Coincidenza: settimana scorsa ho visto “L’angolo dei lettori ribelli”
attraverso la vetrina di una libreria, e me ne sono innamorata già solo
per il titolo. Il giorno successivo mia nonna, dalla quale ho ereditato i
miei geni più librofili, torna dalla biblioteca civica e cosa mi porge,
se non proprio l’opera di Rebecca Makkai?!!! Era destino. L’ho divorato
in tre giorni, e in realtà dopo averlo iniziato non ho avuto molta
scelta: cosa non del tutto gradevole a dire il vero, questa volta. E’
uno di quei romanzi che ti avvinghiano come se avessero dei tentacoli da
piovra gigante, trasmettendo un fastidioso senso di impotenza.
La trama è abbastanza originale: una giovane bibliotecaria, Lucy, si
affeziona ad un bambino di dieci anni molto intelligente e un po’
emarginato, Ian. Lui ha genitori che lo mandano ad una scuola
pomeridiana atta a correggere presunte tendenze omosessuali; lei ha una
famiglia russa con conoscenze poco chiare un po’ ovunque, e può vantare
pochi bizzarri amici.
Lui, in lacrime, la convince ad intraprendere un
folle viaggio in macchina per mezza America senza una meta precisa,
purché lontano da casa; lei accetta intenerita con l’intenzione di
riportarlo indietro quanto prima, ma la situazione le sfugge nettamente
di mano…
Ed ecco che interviene quella sensazione di disagio a cui accennavo: il
lettore si immedesima in Lucy, che per tutto il tempo – e intendo per
TUTTO il tempo, senza mai un attimo di respiro - è dilaniata tra il
senso di colpa per aver “rapito” il piccolo (anche se è stato lui a
chiederlo) e il desiderio di cogliere l’occasione per mostrargli che il
mondo è diverso da come gliel’hanno sempre insegnato.
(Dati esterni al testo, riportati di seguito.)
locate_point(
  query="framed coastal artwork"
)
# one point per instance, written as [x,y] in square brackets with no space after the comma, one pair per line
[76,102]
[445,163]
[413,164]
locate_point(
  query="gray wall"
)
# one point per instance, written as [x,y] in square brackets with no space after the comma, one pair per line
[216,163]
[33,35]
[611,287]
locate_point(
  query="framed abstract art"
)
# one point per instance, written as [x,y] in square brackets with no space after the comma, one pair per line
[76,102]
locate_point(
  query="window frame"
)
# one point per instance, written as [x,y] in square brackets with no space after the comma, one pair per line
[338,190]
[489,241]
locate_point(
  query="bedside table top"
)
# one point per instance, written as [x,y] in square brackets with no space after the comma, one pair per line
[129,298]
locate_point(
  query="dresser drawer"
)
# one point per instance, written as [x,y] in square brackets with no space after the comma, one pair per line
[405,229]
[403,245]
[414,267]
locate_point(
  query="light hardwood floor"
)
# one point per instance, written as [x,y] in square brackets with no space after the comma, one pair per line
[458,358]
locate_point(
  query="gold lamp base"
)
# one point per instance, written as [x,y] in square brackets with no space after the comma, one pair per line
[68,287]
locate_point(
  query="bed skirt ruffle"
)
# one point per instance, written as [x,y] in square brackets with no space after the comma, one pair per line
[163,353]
Per fare questo
ricorre all’aiuto di parecchi individui esperti nel campo: Charlie
Bucket, Huckleberry Finn, Harry Potter, Bilbo Baggins, Dorothy e la sua
sgangherata compagnia… Tutti protagonisti di quei libri che Ian non ha
mai avuto il permesso di leggere, e che possono fargli scoprire come sia
giusto essere se stessi, non ciò che gli altri si aspettano da noi.
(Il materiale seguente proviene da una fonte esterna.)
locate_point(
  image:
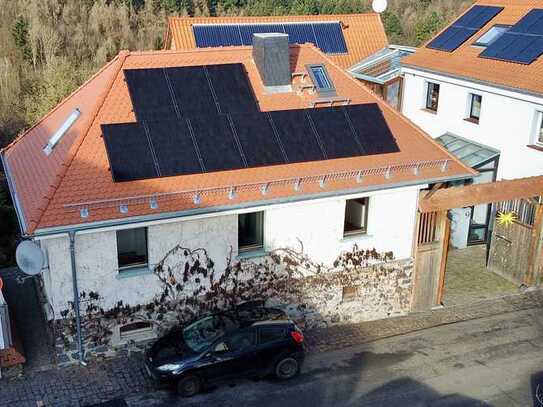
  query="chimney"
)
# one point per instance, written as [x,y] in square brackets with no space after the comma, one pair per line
[271,56]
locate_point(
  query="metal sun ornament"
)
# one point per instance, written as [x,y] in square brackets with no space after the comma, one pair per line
[506,218]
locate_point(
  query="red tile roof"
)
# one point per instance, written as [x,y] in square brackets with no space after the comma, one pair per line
[78,170]
[464,62]
[364,33]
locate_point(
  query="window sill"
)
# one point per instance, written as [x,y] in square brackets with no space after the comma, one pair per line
[535,147]
[425,109]
[251,254]
[355,236]
[471,120]
[133,272]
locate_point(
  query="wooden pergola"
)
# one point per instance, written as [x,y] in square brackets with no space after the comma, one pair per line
[521,243]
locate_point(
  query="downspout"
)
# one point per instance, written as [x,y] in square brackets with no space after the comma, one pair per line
[80,349]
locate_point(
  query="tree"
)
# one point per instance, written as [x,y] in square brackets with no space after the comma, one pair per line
[21,38]
[427,27]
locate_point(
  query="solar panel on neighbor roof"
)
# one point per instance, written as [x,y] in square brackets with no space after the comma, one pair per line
[522,44]
[174,93]
[328,36]
[215,142]
[463,28]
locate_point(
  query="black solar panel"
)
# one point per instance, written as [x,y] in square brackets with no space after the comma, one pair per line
[372,129]
[522,44]
[299,139]
[232,88]
[192,91]
[173,93]
[464,28]
[173,147]
[213,142]
[258,140]
[335,133]
[129,153]
[216,143]
[150,94]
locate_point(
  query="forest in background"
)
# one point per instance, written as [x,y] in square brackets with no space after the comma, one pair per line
[49,47]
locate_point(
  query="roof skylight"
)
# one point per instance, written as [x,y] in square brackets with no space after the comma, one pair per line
[492,35]
[53,141]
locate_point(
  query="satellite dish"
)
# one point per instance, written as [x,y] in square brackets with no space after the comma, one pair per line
[379,5]
[29,258]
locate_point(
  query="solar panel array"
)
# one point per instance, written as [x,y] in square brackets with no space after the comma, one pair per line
[522,44]
[175,93]
[327,36]
[464,28]
[210,143]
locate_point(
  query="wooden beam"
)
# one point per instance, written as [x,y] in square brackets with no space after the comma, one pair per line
[460,197]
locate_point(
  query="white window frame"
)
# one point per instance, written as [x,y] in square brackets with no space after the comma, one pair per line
[537,130]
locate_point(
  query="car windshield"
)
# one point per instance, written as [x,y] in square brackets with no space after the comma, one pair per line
[203,332]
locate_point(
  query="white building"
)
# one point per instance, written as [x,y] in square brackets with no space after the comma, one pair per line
[226,150]
[481,97]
Ebbene, non sono riuscita a staccare il naso dalle pagine fino alla
fine, ma più per angoscia che per trasporto appassionato! Invece di una
confortante soddisfazione, mi è rimasto un po’ di amaro in bocca. Lascio
a voi giudicare: in fondo ciascuno può vivere un’esperienza diversa e
personale pur leggendo il medesimo romanzo. Tuttavia c’è una cosa sulla
quale concordo nel modo più assoluto con Lucy (e, immagino, con Rebecca
Makkai), e che ritengo incontestabile: la letteratura può davvero
cambiare la vita. Pensateci!
Buona lettura!
Francis
Il titolo e l'idea mi ispirano un sacco, penso che approfitterò del natale in arrivo per metterci su le mani.